I wrote the piece below in 2010 but don’t think I submitted it for publication. I’ve since read an old piece by the late Conor Cruise O’Brien suggesting that when William Joyce was a hanger-on of the Black and Tans he participated In the murder Of Father Griffin in Co. Galway in 1920. An Irish MP, I think Joe Devlin, asked in the House of Commons who had murdered the priest, and Winston Churchill was heard to prompt a Cabinet colleague to say “Sinn Feiners.” I have no doubt that Churchill deserved to be hanged a thousand times over at least. But William Joyce was about 14 years old in 1920 and not eligible for the gallows.

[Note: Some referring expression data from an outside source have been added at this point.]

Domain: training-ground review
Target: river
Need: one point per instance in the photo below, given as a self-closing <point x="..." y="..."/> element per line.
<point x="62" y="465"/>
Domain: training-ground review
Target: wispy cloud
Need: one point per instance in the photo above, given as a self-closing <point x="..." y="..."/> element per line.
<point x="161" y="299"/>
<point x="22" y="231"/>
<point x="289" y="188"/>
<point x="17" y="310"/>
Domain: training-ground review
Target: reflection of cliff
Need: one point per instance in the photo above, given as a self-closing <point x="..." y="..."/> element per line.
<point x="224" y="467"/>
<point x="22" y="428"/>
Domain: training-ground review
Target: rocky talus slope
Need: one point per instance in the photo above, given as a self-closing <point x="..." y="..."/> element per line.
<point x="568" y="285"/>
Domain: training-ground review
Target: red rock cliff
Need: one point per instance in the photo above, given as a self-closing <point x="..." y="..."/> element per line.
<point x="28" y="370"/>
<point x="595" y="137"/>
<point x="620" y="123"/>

The London Editor of the Dublin-based Irish Times, Mark Hennessy on Saturday 6th November 2010 wrote in praise of Irishmen who had voluntarily joined the Irish Army, sworn allegiance to Ireland, deserted and fought in British uniform during the Second World War.

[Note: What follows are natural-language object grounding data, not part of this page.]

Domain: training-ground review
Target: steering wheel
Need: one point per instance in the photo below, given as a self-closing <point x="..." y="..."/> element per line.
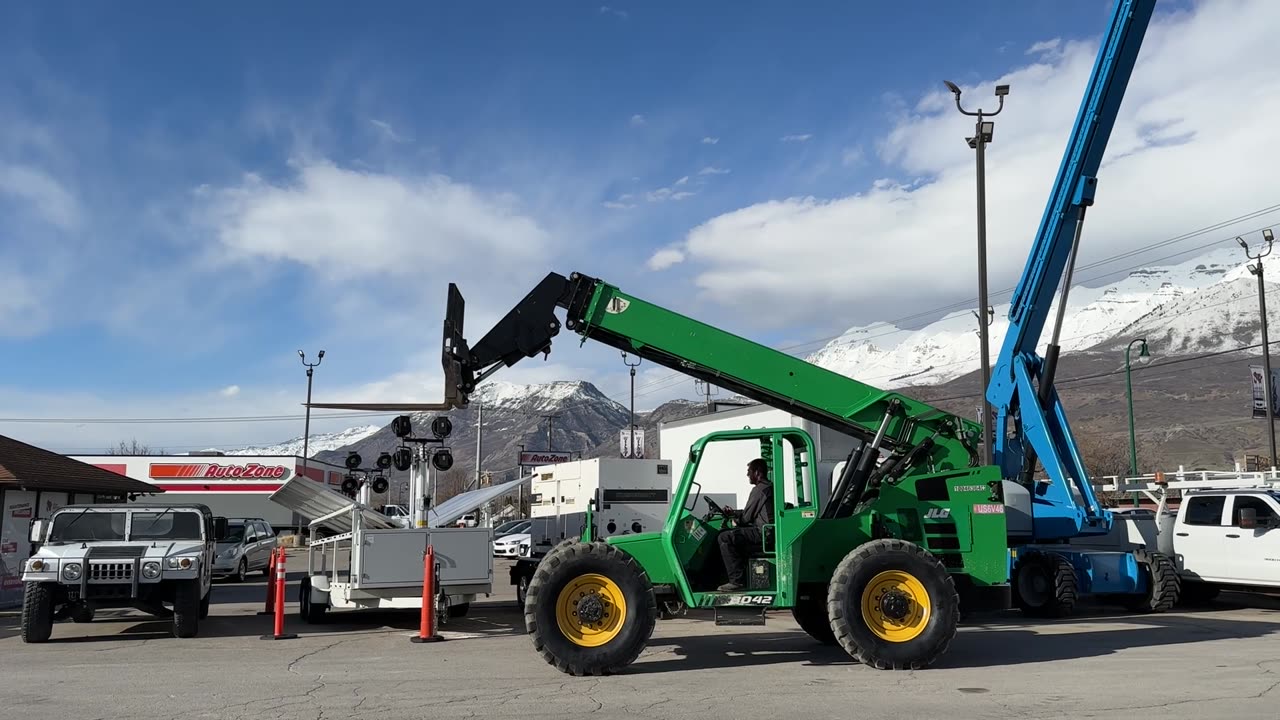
<point x="714" y="509"/>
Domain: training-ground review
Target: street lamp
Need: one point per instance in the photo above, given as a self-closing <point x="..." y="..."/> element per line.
<point x="982" y="135"/>
<point x="1266" y="345"/>
<point x="1143" y="356"/>
<point x="306" y="431"/>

He deplored the blacklisting of those returned to Ireland and then sought employment in the Irish public service. Apparently Mr Hennessy believes that failure to fulfil one’s obligations as an Irish citizen or even as a soldier automatically qualifies a man for employment in Ireland’s public service.
My own view is that the British hanged William Joyce, “Lord Haw-Haw” for a lesser offence. In his youth Joyce, whose father was an Irish-born American citizen and mother an English woman, was a hanger on of the Black and Tans. He later joined the British Army, and as a Gung-Ho Imperialist bored his squaddie comrades, decent Britons mainly, who had joined to escape unemployment and starvation. His opinions might well be mistaken for those of Mark Hennessy, Tom Clonan and others favoured by the Irish Times today.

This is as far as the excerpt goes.